I didn’t weep. At the time my pride at staving off tears bore me through the first day.
Outside, the wind rushed and slashed. It roared against the house. After the first few moments, a strange sound came to us, a bellow that was discordant and inconstant, a rising desperation. It moved and settled at the back of the house, sheltered from the knife-wind, where it came and went for some time. We clustered in a sleeping room, far from the sound and sheltered by inner mud walls in case the cutting wind made its way through the front of the house. “It’s the oxen,” father said. His voice was an old man’s, timid and tired and hopeless, and my stomach turned at his show of weakness. He was right, though. The braying changed and what had been two oxen moaning became one.

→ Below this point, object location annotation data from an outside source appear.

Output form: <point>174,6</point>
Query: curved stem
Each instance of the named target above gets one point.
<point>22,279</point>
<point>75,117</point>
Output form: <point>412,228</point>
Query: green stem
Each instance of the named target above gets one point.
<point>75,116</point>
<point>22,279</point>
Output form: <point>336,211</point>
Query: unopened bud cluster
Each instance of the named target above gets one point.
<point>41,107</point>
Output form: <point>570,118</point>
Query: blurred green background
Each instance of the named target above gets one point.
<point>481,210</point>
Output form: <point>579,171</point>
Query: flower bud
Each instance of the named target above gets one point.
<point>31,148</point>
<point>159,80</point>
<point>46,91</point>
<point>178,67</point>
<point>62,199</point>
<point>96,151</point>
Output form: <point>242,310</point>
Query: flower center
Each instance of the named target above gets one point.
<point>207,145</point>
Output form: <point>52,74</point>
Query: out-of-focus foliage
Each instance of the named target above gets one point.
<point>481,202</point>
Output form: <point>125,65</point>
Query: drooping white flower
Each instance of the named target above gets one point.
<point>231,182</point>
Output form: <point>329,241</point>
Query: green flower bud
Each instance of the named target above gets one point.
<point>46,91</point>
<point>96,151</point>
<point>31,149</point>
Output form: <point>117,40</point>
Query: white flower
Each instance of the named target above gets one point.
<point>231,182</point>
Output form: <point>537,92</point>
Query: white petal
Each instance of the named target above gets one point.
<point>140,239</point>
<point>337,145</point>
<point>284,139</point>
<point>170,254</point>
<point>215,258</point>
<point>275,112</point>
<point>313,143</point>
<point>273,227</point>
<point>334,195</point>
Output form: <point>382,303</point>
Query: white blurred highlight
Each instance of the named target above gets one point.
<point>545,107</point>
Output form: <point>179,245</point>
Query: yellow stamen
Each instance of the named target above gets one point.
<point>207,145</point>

For two days, the wind howled and the single ox outside wailed in pain and sorrow. My siblings wept. Mother held them but I would not cower beside her. Father said little more. He sat with his knees up and his head between them. We rationed water and I gave my share for my young brother and sisters. I paced or sat; there was no sleeping. The sound of the wind gouged my ears. Looking at my young brother and sisters, I saw only wriggling pink and gray mice and blustered to myself, in silence, that I could muster the strange mercy I had learned in my sixth year if we ran out of water. We had enough for a little time.

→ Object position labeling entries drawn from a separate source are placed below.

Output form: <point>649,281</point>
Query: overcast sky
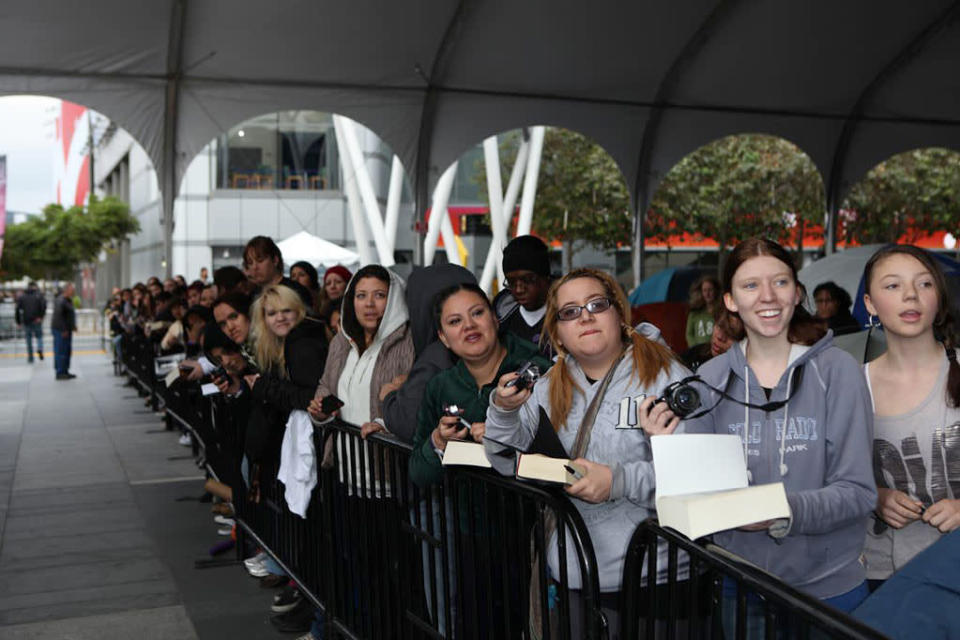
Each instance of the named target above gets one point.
<point>28,138</point>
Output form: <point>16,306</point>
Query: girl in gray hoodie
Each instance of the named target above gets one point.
<point>817,442</point>
<point>602,362</point>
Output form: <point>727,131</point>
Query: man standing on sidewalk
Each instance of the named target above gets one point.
<point>31,307</point>
<point>62,325</point>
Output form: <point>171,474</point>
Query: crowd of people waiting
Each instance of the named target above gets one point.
<point>395,354</point>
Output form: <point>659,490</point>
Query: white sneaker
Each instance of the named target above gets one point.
<point>258,559</point>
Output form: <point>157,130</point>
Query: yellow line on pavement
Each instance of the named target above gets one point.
<point>49,354</point>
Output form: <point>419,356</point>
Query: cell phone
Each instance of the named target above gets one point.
<point>453,411</point>
<point>329,404</point>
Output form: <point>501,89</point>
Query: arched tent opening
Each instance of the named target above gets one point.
<point>556,183</point>
<point>730,189</point>
<point>293,172</point>
<point>910,197</point>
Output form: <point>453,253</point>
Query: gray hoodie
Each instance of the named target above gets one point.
<point>625,450</point>
<point>826,453</point>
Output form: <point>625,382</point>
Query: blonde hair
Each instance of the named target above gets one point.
<point>649,357</point>
<point>267,345</point>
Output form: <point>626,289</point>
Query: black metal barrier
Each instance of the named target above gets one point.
<point>716,594</point>
<point>470,557</point>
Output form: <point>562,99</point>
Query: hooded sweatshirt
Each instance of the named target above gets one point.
<point>400,407</point>
<point>826,455</point>
<point>357,378</point>
<point>616,441</point>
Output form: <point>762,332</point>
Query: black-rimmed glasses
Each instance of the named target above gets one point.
<point>572,312</point>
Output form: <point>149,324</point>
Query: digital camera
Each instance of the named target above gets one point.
<point>681,398</point>
<point>454,411</point>
<point>527,375</point>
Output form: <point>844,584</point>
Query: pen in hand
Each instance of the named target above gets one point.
<point>576,474</point>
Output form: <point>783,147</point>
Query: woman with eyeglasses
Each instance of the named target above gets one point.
<point>604,368</point>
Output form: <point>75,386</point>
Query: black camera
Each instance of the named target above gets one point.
<point>454,411</point>
<point>527,375</point>
<point>681,398</point>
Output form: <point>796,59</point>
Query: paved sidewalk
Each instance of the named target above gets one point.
<point>93,541</point>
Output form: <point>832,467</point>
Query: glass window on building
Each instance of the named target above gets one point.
<point>285,150</point>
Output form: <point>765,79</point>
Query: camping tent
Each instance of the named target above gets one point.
<point>317,251</point>
<point>846,269</point>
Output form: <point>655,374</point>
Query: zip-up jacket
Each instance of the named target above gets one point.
<point>822,438</point>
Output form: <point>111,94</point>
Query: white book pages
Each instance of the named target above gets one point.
<point>463,453</point>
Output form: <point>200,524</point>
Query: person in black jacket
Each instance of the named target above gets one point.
<point>62,325</point>
<point>833,305</point>
<point>31,307</point>
<point>400,406</point>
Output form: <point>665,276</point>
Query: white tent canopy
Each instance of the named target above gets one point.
<point>850,83</point>
<point>305,246</point>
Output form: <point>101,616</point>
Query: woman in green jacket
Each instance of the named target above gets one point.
<point>467,325</point>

On the fourth day, the winds died. Before any else could move, and before my mother could stop me, I raced to the door and threw it open. The wood splintered at my heavy touch; I was a tall youth, and burly from work and good eating in recent years.

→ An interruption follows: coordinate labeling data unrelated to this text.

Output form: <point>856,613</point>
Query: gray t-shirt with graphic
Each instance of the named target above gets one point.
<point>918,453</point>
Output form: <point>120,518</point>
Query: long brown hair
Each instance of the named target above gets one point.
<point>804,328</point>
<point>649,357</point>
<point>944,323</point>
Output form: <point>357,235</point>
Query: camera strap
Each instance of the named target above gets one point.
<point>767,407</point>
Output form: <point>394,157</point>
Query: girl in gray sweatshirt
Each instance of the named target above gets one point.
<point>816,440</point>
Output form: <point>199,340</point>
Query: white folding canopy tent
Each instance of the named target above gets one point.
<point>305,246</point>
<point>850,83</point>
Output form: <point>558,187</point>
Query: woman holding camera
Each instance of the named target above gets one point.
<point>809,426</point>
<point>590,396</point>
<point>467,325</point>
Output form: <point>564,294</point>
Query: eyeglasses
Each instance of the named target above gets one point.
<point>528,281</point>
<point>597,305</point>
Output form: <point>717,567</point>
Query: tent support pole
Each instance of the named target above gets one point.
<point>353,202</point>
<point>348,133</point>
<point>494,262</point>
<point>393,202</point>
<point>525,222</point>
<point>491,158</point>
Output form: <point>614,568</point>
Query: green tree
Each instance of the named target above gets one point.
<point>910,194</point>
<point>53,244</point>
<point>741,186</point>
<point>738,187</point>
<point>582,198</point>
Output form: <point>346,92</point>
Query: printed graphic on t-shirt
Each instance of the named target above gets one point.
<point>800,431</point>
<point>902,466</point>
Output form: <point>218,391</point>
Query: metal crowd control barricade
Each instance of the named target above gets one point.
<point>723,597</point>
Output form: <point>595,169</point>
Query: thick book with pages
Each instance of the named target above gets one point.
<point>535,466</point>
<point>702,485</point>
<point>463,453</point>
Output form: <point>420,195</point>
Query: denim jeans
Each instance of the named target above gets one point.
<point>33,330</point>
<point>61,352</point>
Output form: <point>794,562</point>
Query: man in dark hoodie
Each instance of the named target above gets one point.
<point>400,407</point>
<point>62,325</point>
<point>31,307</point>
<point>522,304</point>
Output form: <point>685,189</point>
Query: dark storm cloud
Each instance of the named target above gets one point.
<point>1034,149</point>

The wind, dying, still stung my face, but it did not cut. The door fell to pieces, deep-gouged by the knife-wind, a plain now riddled with canyons, that had weathered a millennium’s worth of blowing sand. The grass was all flattened and cut.
Out to the south, between our home and the mountains, was a troupe of some twenty men. Amongst the rocks and dead grasses they moved, dressed in white and gold. The sun shone from their armored caps, blinking bright at me from leagues away. The winds still stirred the fallen blades around them.
“Soldiers,” mother said. She had joined me at the door.
“Naban soldiers?” asked father.
Mother said, “Lonireilian soldiers. In white. How did they survive in the wind?”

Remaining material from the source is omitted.